Calculation of Single Cell Assimilation Rates From SIP-NanoSIMS-Derived Isotope Ratios: A Comprehensive Approach

Abstract

The nanoSIMS-based chemical microscopy has been introduced in biology over a decade ago. The spatial distribution of elements and isotopes analyzed by nanoSIMS can be used to reconstruct images of biological samples with a resolution down to tens of nanometers, and can be also interpreted quantitatively. Currently, a unified approach for calculation of single cell assimilation rates from nanoSIMS-derived changes in isotope ratios is missing. Here we present a comprehensive concept of assimilation rate calculation with a rigorous mathematical model based on quantitative evaluation of nanoSIMS-derived isotope ratios. We provide a detailed description of data acquisition and treatment, including the selection and accumulation of nanoSIMS scans, defining regions of interest and extraction of isotope ratios. Next, we present alternative methods to determine the cellular volume and the density of the element under scrutiny. Finally, to compensate for alterations of original isotopic ratios, our model considers corrections for sample preparation methods (e.g., air dry, chemical fixation, permeabilization, hybridization), and when known, for the stable isotope fractionation associated with utilization of defined growth substrates. As proof of concept we implemented this protocol to quantify the assimilation of ¹³C-labeled glucose by single cells of Pseudomonas putida. In addition, we provide a calculation template where all protocol-derived formulas are directly available to facilitate routine assimilation rate calculations by nanoSIMS users.
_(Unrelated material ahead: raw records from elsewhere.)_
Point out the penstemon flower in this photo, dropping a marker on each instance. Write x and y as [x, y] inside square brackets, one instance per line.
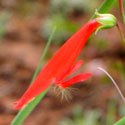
[63, 62]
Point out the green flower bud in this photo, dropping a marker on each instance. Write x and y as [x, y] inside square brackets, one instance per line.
[107, 21]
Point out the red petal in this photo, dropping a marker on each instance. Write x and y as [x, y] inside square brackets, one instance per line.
[76, 66]
[37, 87]
[69, 71]
[75, 79]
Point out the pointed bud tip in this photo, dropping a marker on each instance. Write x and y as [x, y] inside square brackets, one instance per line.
[106, 21]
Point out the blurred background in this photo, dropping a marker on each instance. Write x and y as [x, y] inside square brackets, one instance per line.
[25, 26]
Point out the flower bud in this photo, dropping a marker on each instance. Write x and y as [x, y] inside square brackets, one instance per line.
[106, 21]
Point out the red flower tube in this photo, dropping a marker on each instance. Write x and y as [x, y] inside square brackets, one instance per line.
[63, 62]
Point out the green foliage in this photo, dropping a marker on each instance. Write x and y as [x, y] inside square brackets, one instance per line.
[93, 117]
[64, 28]
[23, 113]
[80, 118]
[60, 11]
[69, 6]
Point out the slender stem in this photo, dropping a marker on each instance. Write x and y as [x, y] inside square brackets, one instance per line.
[24, 113]
[105, 7]
[120, 31]
[122, 10]
[113, 81]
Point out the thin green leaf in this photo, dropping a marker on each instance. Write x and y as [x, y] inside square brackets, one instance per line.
[120, 122]
[105, 7]
[23, 113]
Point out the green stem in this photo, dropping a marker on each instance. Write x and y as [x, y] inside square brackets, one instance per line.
[122, 10]
[23, 113]
[120, 122]
[105, 7]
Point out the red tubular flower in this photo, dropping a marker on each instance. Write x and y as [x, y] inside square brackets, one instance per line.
[62, 64]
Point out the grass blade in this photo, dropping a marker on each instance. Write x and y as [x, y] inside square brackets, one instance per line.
[23, 113]
[105, 7]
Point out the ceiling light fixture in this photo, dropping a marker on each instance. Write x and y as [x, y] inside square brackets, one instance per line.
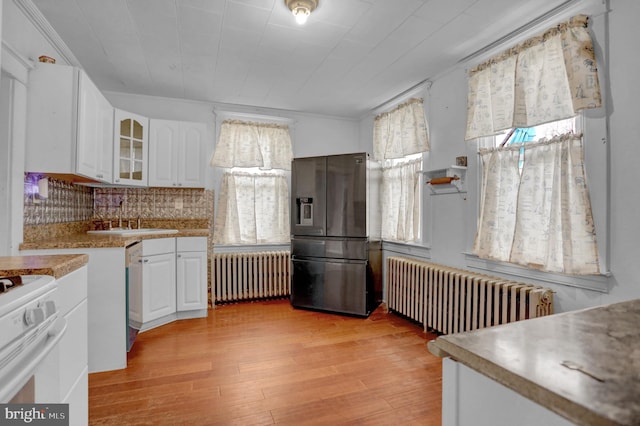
[301, 9]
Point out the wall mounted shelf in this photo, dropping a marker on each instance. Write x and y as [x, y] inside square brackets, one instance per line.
[446, 181]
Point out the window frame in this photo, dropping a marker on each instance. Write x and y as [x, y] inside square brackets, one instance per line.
[220, 116]
[592, 124]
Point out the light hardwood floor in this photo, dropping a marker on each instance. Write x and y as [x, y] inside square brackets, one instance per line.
[267, 363]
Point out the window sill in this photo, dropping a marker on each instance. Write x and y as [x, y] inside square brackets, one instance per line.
[249, 248]
[599, 283]
[409, 249]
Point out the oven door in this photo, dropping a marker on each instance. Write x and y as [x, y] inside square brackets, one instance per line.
[33, 377]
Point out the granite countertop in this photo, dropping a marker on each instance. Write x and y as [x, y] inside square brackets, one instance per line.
[583, 365]
[55, 265]
[85, 240]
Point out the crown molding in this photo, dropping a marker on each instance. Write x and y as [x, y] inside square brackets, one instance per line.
[15, 64]
[44, 27]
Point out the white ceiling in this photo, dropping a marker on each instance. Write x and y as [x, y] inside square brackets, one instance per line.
[350, 56]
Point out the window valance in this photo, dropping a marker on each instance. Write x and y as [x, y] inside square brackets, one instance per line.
[401, 131]
[251, 144]
[549, 77]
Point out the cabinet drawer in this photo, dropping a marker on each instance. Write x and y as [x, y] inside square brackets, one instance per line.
[158, 246]
[191, 244]
[72, 289]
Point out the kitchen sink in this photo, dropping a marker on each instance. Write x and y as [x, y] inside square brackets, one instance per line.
[129, 231]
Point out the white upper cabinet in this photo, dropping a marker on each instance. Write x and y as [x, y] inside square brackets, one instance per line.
[176, 153]
[95, 127]
[69, 124]
[131, 148]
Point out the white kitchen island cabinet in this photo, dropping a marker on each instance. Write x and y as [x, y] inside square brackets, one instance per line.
[576, 367]
[74, 127]
[176, 153]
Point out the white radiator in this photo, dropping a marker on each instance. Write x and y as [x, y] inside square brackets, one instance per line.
[449, 300]
[250, 276]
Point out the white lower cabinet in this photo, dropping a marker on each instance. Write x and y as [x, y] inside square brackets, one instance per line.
[74, 348]
[168, 281]
[191, 273]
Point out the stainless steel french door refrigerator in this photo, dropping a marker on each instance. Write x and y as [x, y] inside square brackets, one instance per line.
[335, 234]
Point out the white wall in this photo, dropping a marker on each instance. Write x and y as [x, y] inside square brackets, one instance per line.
[449, 229]
[625, 149]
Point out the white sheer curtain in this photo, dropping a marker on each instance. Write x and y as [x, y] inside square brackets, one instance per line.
[253, 209]
[546, 78]
[498, 201]
[253, 203]
[554, 228]
[400, 132]
[400, 196]
[250, 144]
[398, 135]
[541, 218]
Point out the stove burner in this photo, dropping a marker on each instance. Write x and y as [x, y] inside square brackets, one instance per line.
[7, 283]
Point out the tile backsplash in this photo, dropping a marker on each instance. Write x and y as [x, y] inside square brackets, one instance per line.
[65, 202]
[68, 202]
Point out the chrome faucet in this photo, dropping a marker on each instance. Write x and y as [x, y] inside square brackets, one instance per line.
[120, 214]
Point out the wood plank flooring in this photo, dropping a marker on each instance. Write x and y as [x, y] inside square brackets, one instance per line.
[266, 363]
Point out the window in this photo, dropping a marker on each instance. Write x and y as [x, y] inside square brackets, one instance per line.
[400, 196]
[535, 207]
[253, 201]
[400, 137]
[546, 131]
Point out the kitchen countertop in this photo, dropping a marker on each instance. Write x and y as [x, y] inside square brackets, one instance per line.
[85, 240]
[55, 265]
[602, 343]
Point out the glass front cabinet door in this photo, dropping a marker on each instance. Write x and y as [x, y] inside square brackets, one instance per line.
[131, 148]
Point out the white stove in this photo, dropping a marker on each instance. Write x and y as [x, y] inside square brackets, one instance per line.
[31, 329]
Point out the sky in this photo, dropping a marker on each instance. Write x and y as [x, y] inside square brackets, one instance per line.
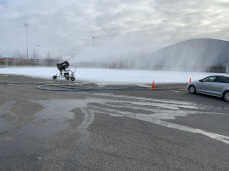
[89, 30]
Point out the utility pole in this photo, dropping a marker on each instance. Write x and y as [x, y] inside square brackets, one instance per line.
[27, 39]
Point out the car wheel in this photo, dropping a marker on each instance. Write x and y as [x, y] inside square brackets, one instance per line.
[226, 96]
[73, 78]
[192, 90]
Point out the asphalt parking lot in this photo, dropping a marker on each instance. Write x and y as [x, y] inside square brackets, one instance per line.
[112, 129]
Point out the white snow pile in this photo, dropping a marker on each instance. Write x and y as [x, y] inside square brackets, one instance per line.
[110, 76]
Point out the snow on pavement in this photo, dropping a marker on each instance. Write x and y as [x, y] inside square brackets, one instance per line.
[110, 76]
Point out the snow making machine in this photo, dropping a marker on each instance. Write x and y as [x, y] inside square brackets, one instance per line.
[64, 72]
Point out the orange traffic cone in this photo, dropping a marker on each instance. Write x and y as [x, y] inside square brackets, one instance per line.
[153, 85]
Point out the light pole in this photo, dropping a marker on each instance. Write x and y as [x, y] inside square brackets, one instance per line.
[27, 38]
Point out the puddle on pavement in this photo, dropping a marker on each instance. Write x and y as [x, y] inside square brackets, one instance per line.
[4, 110]
[162, 110]
[56, 113]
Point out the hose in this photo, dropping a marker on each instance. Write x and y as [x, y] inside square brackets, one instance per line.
[78, 87]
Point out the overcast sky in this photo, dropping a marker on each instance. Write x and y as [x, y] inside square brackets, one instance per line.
[86, 29]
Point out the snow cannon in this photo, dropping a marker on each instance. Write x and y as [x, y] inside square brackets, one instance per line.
[64, 72]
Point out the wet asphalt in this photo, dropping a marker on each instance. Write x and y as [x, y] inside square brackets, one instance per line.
[161, 129]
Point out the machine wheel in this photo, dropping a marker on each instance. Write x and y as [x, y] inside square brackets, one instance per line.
[192, 89]
[54, 77]
[226, 96]
[73, 78]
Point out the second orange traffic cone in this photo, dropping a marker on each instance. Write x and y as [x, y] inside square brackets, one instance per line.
[153, 85]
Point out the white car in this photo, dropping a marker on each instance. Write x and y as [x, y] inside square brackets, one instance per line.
[216, 85]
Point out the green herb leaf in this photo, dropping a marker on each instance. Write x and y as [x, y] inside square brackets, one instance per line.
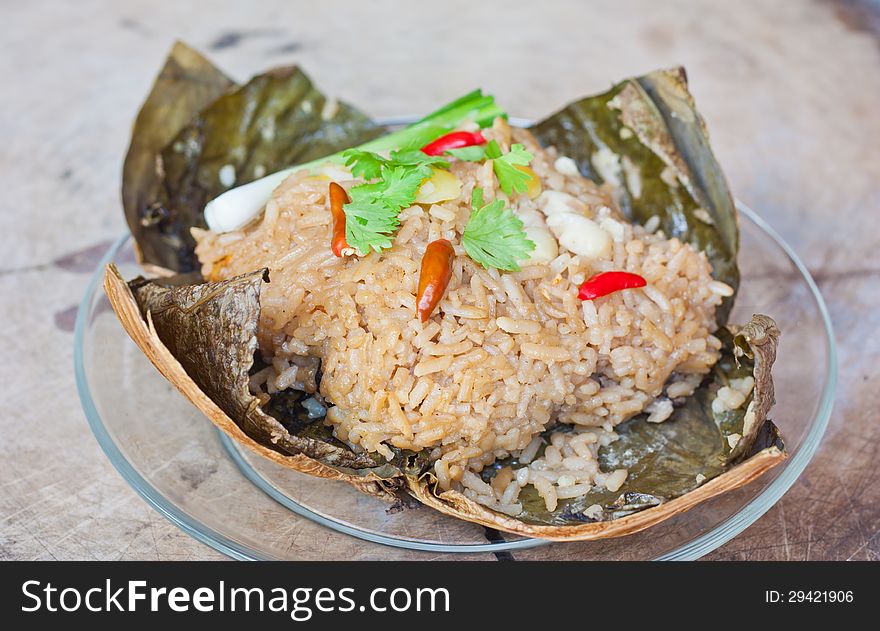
[400, 185]
[369, 223]
[510, 178]
[474, 153]
[371, 217]
[494, 235]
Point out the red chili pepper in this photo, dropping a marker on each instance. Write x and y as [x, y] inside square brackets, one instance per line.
[434, 276]
[454, 140]
[338, 197]
[609, 282]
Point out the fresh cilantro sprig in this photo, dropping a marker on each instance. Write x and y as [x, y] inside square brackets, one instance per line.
[494, 235]
[510, 178]
[371, 218]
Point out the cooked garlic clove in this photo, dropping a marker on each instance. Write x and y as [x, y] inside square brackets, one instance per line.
[440, 187]
[580, 235]
[546, 248]
[556, 202]
[566, 166]
[534, 185]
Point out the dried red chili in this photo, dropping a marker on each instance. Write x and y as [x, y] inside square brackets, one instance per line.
[453, 140]
[609, 282]
[434, 277]
[338, 197]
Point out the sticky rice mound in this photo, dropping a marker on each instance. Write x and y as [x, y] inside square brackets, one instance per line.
[504, 357]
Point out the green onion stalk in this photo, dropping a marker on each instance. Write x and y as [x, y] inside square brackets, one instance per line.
[237, 206]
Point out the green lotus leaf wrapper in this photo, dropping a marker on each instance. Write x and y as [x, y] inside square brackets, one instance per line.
[644, 137]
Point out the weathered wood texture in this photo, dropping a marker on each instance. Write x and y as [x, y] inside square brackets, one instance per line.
[790, 90]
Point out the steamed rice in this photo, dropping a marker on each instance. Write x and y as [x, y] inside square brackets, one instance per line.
[504, 356]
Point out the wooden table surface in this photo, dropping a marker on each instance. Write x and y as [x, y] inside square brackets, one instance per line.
[790, 91]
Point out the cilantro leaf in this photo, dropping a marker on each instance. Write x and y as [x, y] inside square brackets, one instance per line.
[474, 153]
[365, 164]
[369, 224]
[510, 178]
[400, 184]
[494, 235]
[371, 217]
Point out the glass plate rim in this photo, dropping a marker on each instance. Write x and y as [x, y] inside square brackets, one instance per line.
[693, 550]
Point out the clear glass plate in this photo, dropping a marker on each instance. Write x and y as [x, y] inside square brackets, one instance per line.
[250, 508]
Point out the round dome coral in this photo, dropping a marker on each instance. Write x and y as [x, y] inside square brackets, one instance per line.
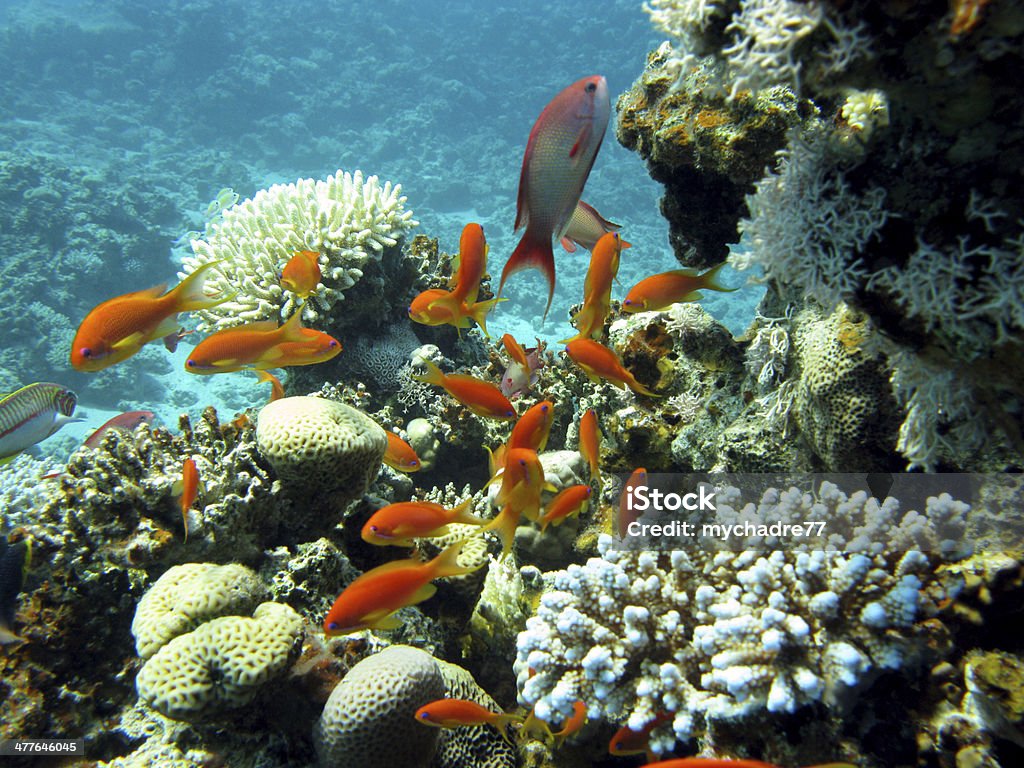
[315, 444]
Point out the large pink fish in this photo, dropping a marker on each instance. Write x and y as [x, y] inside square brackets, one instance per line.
[559, 155]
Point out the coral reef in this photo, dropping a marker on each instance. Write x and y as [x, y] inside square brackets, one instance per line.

Keywords: assimilation rate; functional heterogeneity; isotope fractionation; isotope ratio; nanoSIMS; single cell; stable isotope probing.

Figure 1

Dependence of assimilated carbon fraction K_A (11) on the final ¹³C fraction D_f simulated for the cells incubated from the inoculum with D_i = 1 at% in growth substrates with different D_gs values of ¹³C fraction.

Figure 2

Lateral distribution maps for the relative yield of monoatomic ¹²C⁻ (a), ¹³C⁻ (b), and molecular ¹²C¹⁴N⁻ (c), ¹³C¹⁴N⁻ (d), ¹²C¹⁶O⁻ (e), and ¹³C¹⁶O⁻ (f) secondary ions containing light ¹²C (a,c,e) and heavy ¹³C (b,d,f) carbon isotopes. Scale bar length is 4 μm.

Figure 3

Lateral distribution of ¹³C fraction in at% derived from the isotope ratio of single atomic C⁻ ions (a) and molecular CN⁻ ions (c) measured by nanoSIMS. Frames b and d show the depth profiles of respective ¹³C fractions (gray circles) for all defined RoIs (Ranges of Interest, white line confined) involving microbial cells and filter areas. The mean value of ¹³C fraction with its standard deviation is shown for cells (solid rectangles) and filter areas (solid circles) in each scanned plain (b,d). Scale bar length is 4 μm.

Figure 4

Distribution of microbial cell by the ¹³C fraction derived from isotope ratio of single atomic C⁻ ions (1) and molecular CN⁻ ions (3) as measured with nanoSIMS (D') and the respective distributions (2 and 4) with the ¹³C fraction (D) corrected for the dilution of ¹³C label with the chemicals used during cell fixation.

Figure 5

Carbon assimilation rate calculated per volume F_V (solid circles, [pg·μm⁻³·h⁻¹]) and per single cell F_c (open rectangles, [pg·cell⁻¹·h⁻¹]) of P. putida incubated in ¹³C-glucose medium (D_gs = 13.5 at%) for 10 h. Initial ¹³C fraction D_i has been set at 1.1 at%. Assimilation rates are shown with mean value and standard deviation for all 105 single cells in the left frame. The distributions of cell-specific (F_c) and volume-specific (F_V) assimilation rates are shown in the right frame with Min-Max whiskers, box representing the 16–84 percentile range, median value (horizontal line) and mean value (solid rectangle) inside the percentile box.